Food does its best work for your health when it’s on your plate and ready to be relished with friends and family. Yet roughly one-third of all food globally goes uneaten each year, with tossed food constituting the single largest component in landfills. Beyond the added cost and environmental challenges of tossing so much perfectly good food, a new study in the Journal of the Academy of Nutrition and Dietetics found another reason to make the most out of the groceries you buy. The study found that discarded food contains large amounts of key nutrients that people need to support their health journey, including vitamin D, fiber and potassium. For instance, the 6 grams of fiber per person per day that’s lost in food waste is 24% of the recommended dietary allowance (RDA) for fiber for women, which could potentially close that nutrient gap for millions. Want to make the most of your food dollars and the planet’s resources this holiday season? As you celebrate a season brimming with food-centric gatherings, here’s how to stress less, savor more and save money while you use up every last luscious bit of your holiday meals.

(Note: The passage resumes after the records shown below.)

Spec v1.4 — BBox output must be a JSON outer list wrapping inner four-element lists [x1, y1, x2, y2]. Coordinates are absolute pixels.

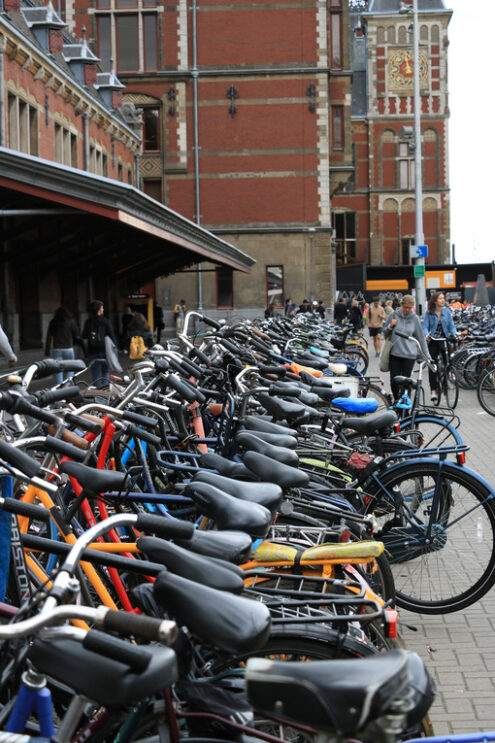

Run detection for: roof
[[0, 147, 255, 281], [368, 0, 446, 13]]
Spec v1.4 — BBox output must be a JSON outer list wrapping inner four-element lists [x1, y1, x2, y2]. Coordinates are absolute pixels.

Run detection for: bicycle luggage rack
[[244, 568, 390, 625], [380, 444, 470, 464]]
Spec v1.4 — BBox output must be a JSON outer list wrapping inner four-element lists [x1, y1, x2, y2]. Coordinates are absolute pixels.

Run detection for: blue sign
[[409, 245, 428, 258]]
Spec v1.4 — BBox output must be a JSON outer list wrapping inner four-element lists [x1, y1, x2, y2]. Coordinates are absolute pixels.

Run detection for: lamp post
[[399, 0, 426, 315]]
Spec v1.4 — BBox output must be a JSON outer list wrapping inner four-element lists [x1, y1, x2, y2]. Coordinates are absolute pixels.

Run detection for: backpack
[[88, 322, 105, 352], [129, 335, 148, 361]]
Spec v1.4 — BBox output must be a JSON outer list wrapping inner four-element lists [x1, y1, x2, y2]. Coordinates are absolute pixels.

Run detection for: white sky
[[445, 0, 495, 263]]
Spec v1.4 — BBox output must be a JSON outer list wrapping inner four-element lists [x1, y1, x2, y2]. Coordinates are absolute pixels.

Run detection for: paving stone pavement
[[369, 349, 495, 735]]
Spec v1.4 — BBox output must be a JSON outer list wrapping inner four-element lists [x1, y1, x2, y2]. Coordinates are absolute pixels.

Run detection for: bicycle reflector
[[384, 609, 399, 637]]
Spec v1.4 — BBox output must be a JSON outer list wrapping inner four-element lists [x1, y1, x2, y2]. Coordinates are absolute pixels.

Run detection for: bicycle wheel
[[476, 369, 495, 415], [400, 414, 464, 449], [431, 354, 445, 407], [366, 384, 392, 413], [442, 364, 459, 410], [345, 346, 369, 375], [368, 460, 495, 614]]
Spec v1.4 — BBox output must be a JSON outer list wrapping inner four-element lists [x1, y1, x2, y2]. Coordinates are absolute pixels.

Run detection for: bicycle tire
[[442, 364, 459, 410], [360, 384, 392, 413], [368, 459, 495, 614], [400, 415, 464, 449], [476, 369, 495, 416]]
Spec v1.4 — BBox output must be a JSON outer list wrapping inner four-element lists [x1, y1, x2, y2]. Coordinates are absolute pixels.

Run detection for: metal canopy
[[0, 148, 255, 283]]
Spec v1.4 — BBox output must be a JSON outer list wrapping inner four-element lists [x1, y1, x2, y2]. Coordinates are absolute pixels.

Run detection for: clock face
[[388, 49, 428, 93]]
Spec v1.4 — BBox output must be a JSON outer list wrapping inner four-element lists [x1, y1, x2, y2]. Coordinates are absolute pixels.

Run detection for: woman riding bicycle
[[423, 292, 457, 402], [384, 294, 429, 400]]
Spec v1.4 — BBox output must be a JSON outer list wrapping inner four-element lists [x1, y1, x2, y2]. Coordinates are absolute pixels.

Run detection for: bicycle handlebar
[[395, 330, 437, 373]]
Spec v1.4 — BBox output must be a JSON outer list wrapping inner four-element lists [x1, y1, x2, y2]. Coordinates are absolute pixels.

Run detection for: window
[[70, 134, 78, 168], [143, 178, 162, 201], [216, 268, 234, 310], [399, 142, 415, 191], [266, 266, 284, 307], [54, 122, 64, 163], [96, 15, 112, 72], [7, 92, 39, 155], [333, 212, 357, 265], [115, 14, 139, 71], [332, 106, 344, 150], [330, 13, 342, 70], [143, 106, 160, 152], [143, 13, 158, 70], [96, 0, 158, 72]]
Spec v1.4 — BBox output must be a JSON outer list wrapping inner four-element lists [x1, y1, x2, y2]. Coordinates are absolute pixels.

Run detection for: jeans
[[88, 351, 110, 389], [388, 354, 416, 400], [52, 348, 76, 384], [428, 338, 447, 392]]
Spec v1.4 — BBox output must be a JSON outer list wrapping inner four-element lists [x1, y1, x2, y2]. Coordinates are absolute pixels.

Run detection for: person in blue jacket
[[423, 292, 457, 402]]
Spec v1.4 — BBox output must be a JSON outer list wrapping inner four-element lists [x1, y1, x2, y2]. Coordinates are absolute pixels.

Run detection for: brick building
[[61, 0, 450, 315], [0, 0, 253, 348], [330, 0, 452, 272], [63, 0, 340, 314]]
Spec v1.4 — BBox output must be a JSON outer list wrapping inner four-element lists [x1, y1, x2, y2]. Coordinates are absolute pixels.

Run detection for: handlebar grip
[[202, 315, 222, 330], [166, 374, 205, 403], [2, 393, 60, 424], [181, 358, 203, 377], [34, 385, 81, 408], [126, 423, 162, 446], [155, 359, 170, 373], [136, 513, 198, 539], [189, 348, 210, 366], [220, 338, 242, 356], [82, 629, 152, 673], [44, 436, 86, 462], [34, 359, 86, 379], [258, 364, 287, 377], [103, 609, 177, 644], [64, 413, 104, 434], [269, 382, 302, 397], [0, 498, 50, 522], [122, 410, 158, 428], [0, 440, 41, 477]]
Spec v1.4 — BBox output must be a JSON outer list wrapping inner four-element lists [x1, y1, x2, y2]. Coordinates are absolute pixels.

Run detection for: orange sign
[[425, 269, 455, 289]]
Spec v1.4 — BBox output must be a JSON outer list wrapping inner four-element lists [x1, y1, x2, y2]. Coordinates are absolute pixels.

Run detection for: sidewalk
[[368, 352, 495, 735]]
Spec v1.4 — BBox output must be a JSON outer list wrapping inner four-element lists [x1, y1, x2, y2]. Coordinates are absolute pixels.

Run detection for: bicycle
[[426, 337, 459, 410]]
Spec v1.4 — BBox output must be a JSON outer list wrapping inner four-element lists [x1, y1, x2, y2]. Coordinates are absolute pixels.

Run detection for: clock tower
[[340, 0, 452, 265]]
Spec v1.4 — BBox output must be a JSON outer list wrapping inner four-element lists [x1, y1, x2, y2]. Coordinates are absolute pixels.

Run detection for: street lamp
[[399, 0, 426, 315]]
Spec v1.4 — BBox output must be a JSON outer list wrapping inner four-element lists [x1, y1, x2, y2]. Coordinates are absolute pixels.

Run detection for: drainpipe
[[191, 0, 203, 310], [0, 36, 6, 147], [83, 114, 89, 170]]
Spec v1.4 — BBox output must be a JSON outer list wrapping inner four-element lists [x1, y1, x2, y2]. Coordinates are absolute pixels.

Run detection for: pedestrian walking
[[384, 294, 430, 400], [126, 311, 153, 346], [174, 299, 187, 335], [315, 299, 327, 320], [423, 292, 464, 402], [366, 297, 386, 356], [349, 299, 363, 333], [0, 325, 17, 366], [297, 297, 311, 314], [284, 297, 297, 317], [82, 299, 116, 388], [45, 306, 79, 384], [333, 297, 347, 325], [153, 302, 165, 343], [383, 299, 394, 319]]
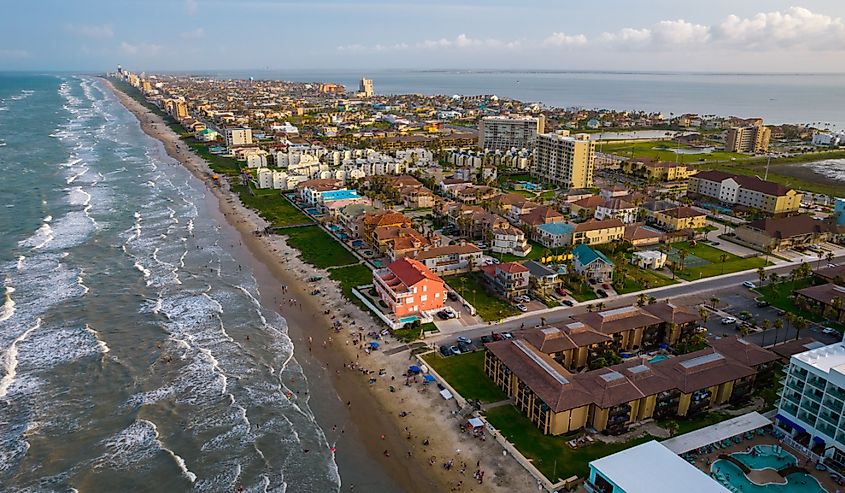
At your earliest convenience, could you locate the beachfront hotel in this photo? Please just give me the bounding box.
[484,329,778,435]
[775,342,845,468]
[373,257,446,321]
[478,115,546,152]
[531,130,596,188]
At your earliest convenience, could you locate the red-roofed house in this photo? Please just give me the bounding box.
[373,258,446,321]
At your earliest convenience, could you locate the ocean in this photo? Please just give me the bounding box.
[0,74,340,492]
[208,69,845,130]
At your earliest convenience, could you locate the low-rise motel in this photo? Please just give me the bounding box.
[484,308,778,435]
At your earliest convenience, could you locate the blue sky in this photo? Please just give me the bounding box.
[0,0,845,72]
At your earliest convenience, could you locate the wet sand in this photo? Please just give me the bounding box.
[105,81,536,493]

1. Shop from a list and plan proper portions. No one wants to run out of food in a house filled with hungry guests, but by carefully planning the amounts you will need, you reduce the risk of overbuying. As you are planning your meals, match portions with the number of guests you’re expecting.

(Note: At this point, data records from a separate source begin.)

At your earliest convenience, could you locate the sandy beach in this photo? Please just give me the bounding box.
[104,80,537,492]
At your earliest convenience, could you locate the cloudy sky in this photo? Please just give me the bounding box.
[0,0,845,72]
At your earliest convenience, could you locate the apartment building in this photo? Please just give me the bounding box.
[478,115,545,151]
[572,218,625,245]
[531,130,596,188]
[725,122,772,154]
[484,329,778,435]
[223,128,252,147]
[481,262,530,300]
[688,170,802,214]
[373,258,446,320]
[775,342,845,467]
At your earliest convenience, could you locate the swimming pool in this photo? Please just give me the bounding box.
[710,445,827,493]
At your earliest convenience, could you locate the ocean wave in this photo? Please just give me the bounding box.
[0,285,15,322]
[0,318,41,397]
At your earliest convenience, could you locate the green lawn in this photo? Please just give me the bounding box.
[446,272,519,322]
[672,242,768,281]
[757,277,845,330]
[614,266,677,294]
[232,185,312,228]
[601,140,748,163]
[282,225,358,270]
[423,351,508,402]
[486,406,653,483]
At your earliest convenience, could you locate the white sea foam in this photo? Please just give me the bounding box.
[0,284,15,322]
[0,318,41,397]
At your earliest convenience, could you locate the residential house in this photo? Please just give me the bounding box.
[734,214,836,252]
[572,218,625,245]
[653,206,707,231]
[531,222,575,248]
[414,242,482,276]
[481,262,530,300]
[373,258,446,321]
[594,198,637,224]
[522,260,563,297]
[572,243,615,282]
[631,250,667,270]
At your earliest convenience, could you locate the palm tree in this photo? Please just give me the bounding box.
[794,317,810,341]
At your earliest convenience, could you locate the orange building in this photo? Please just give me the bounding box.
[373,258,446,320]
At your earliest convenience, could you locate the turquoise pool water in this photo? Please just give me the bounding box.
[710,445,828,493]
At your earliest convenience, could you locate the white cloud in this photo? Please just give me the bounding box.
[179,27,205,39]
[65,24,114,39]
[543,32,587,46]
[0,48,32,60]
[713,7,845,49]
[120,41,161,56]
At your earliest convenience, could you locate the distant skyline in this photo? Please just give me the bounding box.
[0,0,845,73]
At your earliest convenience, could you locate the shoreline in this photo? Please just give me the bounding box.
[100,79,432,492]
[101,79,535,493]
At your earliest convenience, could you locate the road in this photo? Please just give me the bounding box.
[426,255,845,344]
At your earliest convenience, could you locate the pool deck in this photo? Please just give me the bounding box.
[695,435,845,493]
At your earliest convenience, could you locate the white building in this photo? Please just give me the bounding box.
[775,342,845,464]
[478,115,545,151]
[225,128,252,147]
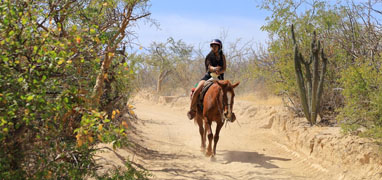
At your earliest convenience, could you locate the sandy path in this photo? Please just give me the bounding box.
[124,98,330,179]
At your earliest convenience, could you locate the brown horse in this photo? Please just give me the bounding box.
[195,80,239,156]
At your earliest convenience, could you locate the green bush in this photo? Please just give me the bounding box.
[0,0,152,179]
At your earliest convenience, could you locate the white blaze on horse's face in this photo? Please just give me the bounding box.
[227,92,232,118]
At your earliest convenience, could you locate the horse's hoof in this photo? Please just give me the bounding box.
[200,146,206,152]
[206,152,212,157]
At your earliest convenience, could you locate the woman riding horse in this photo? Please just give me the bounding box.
[187,39,227,120]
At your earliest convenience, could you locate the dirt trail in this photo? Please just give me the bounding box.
[103,94,333,179]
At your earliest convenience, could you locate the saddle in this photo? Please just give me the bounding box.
[197,78,215,111]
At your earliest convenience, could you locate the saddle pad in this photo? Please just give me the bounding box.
[199,78,215,109]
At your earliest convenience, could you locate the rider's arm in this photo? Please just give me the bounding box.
[208,65,220,73]
[219,55,227,74]
[217,55,227,75]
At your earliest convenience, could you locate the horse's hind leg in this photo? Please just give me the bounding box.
[213,122,223,155]
[196,114,206,151]
[204,121,214,156]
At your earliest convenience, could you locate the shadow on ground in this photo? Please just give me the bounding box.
[222,151,291,169]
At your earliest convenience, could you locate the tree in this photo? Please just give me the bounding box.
[0,0,149,179]
[147,37,193,93]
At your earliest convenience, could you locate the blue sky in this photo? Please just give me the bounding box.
[135,0,268,52]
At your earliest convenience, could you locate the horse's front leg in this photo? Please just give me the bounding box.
[213,121,224,155]
[204,118,214,156]
[196,114,206,152]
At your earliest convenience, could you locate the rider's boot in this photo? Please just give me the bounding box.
[187,88,202,120]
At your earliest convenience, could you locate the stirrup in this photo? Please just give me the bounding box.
[187,110,196,120]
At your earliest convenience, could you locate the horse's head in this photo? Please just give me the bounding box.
[217,80,240,122]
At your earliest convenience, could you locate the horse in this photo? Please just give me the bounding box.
[194,80,240,156]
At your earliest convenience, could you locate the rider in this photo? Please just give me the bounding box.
[187,39,227,120]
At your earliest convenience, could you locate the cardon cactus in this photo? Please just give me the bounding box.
[291,25,328,124]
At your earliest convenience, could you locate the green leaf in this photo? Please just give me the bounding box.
[21,18,27,25]
[8,30,15,36]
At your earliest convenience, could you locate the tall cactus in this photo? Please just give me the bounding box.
[291,25,328,125]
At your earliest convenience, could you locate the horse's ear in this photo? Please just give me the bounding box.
[216,80,228,88]
[232,81,240,88]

2. Buy precut produce when it makes sense. If you don’t have a plan in place for composting food scraps, buying precut produce can actually be the greener choice as more and more produce companies are repurposing trimmings and creating other products (such as pressed juices) or have composting or animal feeding programs already in place.
3. Stock up on stock. Whether you buy or DIY, stock is the savior of many a leftover. You can easily transform standard holiday fixings, such as cooked turkey, veggies, herbs and onions, into a hearty soup. Simply toss all ingredients together and freeze. Of course, using peelings, herbs, scraps and bones to create a flavorful stock is a classic way to cut down on waste while boosting your nutrition.
4. Create a “zero-waste” fridge. Place a box front and center in your fridge to house highly delicate or perishable foods. Place your most perishable items such as lettuces, berries and fresh yogurts up front.
5. Choose recipes that work better together. Read ingredient lists and look for recipes that use the whole product (for example, one whole can of pumpkin purée or carton of low sodium broth). Or, if you’re making a dish that uses only a portion, find a recipe that uses the rest.
6. Devise a plan for “specialty” ingredients. Holiday menus can be filled with expensive splurges or rare food finds (like truffles, heavy cream or exotic produce). Bake and freeze a batch of cranberry scones with all that extra butter and heavy cream! In the dead of winter, they’ll be a welcome and tasty treat.
7. Have a tasty plan for leftovers. Even the most diehard enthusiasts can start to tire of reheated turkey after a meal or two. In my home, we love to fry quinoa patties with chopped roasted veggies and spices. We also love to make turkey stew with stuffing dumplings. For 5 great ideas visit cleaneating.com/leftovers.
8. Invite guests to bring a container for leftovers. Give your dinner guests the option of bringing a food container with them. After the meal, they can create mini-meals by packing up some of the leftovers to take home with them.
9. Support local food recovery programs. Contact your local food bank or homeless shelters ahead of time to learn their policies on donating whole foods or unopened holiday leftovers. A growing number of food banks are increasing their distribution beyond pantry nonperishables to include fresh foods such as vegetables and fruits.
10. Learn a few tried-and true chef tricks. What to do about that too-salty soup your aunt brought? A splash of fresh lemon juice or vinegar can often do the trick and help bring it back into balance. That droopy broccoli? Soaking wilted greens or veggies in an ice bath for 5 to 10 minutes can often help it re-crisp. Those overcooked veggies you forgot about in the oven? Purée them into a silky, comforting soup. You’d be surprised at what you can save. Even burnt items can be rescued by adding a sweet or spicy note, and stale items can often be saved by toasting them.